Colombia has been facing armed conflict for decades without any sight of resolution. In December, the representative to Colombia for the UN Office of the High Commissioner for Human Rights (OHCHR) [official website] Christian Salazar called [JURIST report] for a peaceful solution to the country's ongoing violence. In June of last year, Santos signed legislation to compensate victims of the country's armed conflict after the country's senate passed [JURIST reports] it a month earlier. International entities were also involved in the country's violence.
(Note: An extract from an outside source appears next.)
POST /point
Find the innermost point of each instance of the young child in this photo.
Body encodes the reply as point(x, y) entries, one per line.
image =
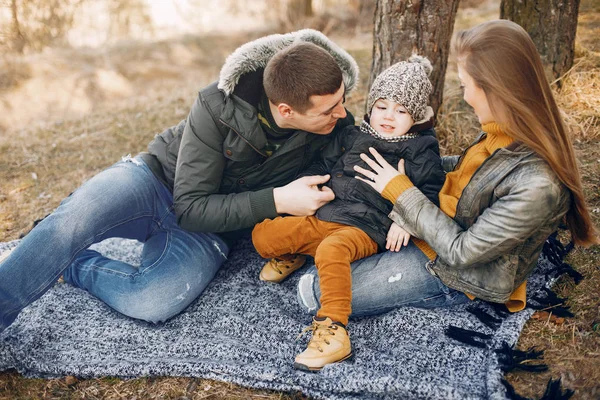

The US Court of Appeals for the Eleventh Circuit [official website] revived a wrongful death lawsuit [JURIST report] brought against Drummond Company [corporate website] for hiring Colombian paramilitaries to assassinate plaintiffs' fathers. In 2010, victims of paramilitary violence filed suit against Chiquita Brand International [corporate website] in the US District Court for the Southern District of Florida [official website] for funding a right-wing paramilitary group in Colombia that was accused of mass killings during the Colombia guerrilla warfare movement before disarmament in 2003.